Bei der Inneneinrichtung quälen sich viele mit der Frage: „Welcher Tisch passt zum Parkett?“. Dabei ist es gar nicht so schwierig diese Frage zu beantworten. Ist der Boden sehr dunkel wirkt ein heller Tisch sehr gut. Ist der Boden eher hell sieht ein dunkler Tisch schön aus. Wer auffällige Kontraste mag, wählt extrem starke Farbunterschiede, wer es dezenter mag, wählt leichtere. Boden und Tisch sollten aber möglichst nie genau aus dem gleichen Holz bzw. gleichfarbig sein, da sich ansonsten der Tisch nicht vom Boden abhebt. Wer nun vor dem Dilemma steht, dass das Holz seines Tisches aus dem gleichen Holz wie das Parkett besteht, braucht aber nicht verzweifeln. Ein Teppich unter dem Tisch in einer kontrastierenden Farbe schafft spielend leicht Abhilfe. Neben der Farbgebung von Boden und Tisch sollten Sie zudem die Stärke der Maserung beachten. Wenn bereits das Parkett sehr stark gemasert oder „kleinteilig“ ist, sollte der Tisch wenig gemasert sein - andersherum gilt dies natürlich auch. Ein stark gemaserter Tisch auf einem stark gemaserten Boden wirkt sehr unruhig. Dies sollte vermieden werden.

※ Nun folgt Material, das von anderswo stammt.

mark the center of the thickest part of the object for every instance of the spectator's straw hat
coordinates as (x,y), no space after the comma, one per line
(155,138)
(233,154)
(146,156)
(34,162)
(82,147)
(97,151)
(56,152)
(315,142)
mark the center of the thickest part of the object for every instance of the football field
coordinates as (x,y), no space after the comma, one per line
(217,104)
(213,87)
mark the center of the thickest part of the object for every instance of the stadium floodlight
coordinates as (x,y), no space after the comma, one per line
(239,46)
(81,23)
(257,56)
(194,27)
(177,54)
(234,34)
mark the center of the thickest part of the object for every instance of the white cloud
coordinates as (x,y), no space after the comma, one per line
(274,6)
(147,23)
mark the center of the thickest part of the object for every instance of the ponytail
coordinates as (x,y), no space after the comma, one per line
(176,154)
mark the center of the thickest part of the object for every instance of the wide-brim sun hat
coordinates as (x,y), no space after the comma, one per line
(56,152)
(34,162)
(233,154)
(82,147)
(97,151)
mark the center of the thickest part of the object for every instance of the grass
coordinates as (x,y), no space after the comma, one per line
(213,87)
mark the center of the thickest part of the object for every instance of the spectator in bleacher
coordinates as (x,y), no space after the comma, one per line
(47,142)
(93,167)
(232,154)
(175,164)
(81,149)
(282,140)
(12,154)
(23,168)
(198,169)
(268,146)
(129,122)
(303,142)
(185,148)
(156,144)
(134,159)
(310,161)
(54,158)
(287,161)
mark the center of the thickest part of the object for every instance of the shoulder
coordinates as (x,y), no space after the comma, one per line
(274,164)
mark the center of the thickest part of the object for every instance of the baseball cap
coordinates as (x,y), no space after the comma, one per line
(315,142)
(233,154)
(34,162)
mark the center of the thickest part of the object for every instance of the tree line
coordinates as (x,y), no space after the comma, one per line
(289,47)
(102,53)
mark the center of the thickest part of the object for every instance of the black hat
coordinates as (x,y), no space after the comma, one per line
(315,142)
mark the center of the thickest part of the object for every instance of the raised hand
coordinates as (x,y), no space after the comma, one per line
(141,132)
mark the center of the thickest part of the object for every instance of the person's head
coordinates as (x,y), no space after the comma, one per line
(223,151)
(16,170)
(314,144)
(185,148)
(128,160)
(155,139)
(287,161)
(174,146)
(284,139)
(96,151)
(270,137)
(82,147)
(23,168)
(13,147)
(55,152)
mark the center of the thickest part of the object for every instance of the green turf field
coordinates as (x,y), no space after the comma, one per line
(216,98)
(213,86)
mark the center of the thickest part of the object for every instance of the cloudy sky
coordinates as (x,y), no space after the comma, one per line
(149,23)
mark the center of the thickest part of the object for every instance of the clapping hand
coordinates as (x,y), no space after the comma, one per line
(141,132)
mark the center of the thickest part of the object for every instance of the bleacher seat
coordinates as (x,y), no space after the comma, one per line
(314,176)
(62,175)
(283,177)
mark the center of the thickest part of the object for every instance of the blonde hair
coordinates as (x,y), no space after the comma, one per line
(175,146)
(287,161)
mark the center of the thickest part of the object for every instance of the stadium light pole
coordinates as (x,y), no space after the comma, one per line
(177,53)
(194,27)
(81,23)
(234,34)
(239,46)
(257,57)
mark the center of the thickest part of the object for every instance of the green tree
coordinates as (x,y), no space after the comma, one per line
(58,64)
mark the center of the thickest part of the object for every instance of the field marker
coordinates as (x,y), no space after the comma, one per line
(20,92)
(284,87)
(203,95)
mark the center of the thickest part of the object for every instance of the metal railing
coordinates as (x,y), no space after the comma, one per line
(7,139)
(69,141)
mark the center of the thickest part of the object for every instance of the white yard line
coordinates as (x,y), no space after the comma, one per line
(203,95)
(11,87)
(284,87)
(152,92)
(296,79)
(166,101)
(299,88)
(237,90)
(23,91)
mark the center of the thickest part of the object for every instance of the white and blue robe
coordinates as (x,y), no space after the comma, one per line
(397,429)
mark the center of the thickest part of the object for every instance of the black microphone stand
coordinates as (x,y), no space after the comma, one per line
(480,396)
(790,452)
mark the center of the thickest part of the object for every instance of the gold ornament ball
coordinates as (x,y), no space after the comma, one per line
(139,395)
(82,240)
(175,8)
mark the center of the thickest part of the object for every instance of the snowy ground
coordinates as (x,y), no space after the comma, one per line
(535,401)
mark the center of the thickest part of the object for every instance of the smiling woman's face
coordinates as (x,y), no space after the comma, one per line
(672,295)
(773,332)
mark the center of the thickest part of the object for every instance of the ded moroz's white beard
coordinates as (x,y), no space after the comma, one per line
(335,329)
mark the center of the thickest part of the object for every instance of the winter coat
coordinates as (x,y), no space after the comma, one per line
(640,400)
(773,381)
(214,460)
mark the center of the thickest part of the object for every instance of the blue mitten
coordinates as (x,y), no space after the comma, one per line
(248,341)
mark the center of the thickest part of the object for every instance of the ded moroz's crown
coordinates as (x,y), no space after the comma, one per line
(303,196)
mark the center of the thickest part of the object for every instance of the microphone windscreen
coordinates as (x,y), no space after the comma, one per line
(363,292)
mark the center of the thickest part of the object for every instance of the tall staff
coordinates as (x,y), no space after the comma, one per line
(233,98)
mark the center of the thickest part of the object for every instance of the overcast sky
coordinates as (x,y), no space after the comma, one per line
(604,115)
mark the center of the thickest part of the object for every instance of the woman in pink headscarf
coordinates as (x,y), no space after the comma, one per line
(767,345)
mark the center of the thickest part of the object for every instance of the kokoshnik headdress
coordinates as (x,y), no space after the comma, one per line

Beachten Sie neben dem Boden bei der Tischauswahl stets auch die Möbel, die im Raum stehen. Genau gleiche Hölzer passen, wenn es um Möbel geht, immer sehr gut zusammen. Ansonsten gilt es in einem Raum Hölzer aus dem gleichen Farbspektrum zu wählen. Buche, Kirsche, Roteiche und Erle sind eher rötlich und passen gut zusammen. Eiche, Nussbaum und Birke sind eher Braun/Gelblich und harmonieren. Statt fast gleiche Möbel zusammenzustellen, sollten Sie eher Dunkel mit Hell kombinieren aus dem entsprechenden Farbspektrum. Die Farbspektren sollten dabei nicht bei der Abstimmung der Möbel beachtet werden, sondern auch bei der Kombination mit dem Parkettboden. So sieht ein dunkler Nussbaumtisch (Braun) auf einem Eichenboden gut aus, während ein Buchetisch (Rötlich-Gelb) auf einem Eichenboden (Bräunlich-Gelb) den meisten Menschen weniger gefällt. Letztlich entscheidet der persönliche Geschmack.

 Welches Parkett passt zu meinem Tisch? Wir helfen bei der Entscheidung.

Tipp: Wenn Sie einen Parkettboden passend zum Tisch suchen, fragen Sie kleine Muster beim Parketthändler an und legen Sie dieses Zuhause neben ein Tischbein auf den Boden. Suchen Sie einen Tisch passend zum Parkett, fragen Sie beim Möbelhändler nach einem Holzmuster und legen dieses auf den betreffenden Boden. So sehen mit etwas Vorstellungsvermögen leicht welche Hölzer harmonieren und welche nicht.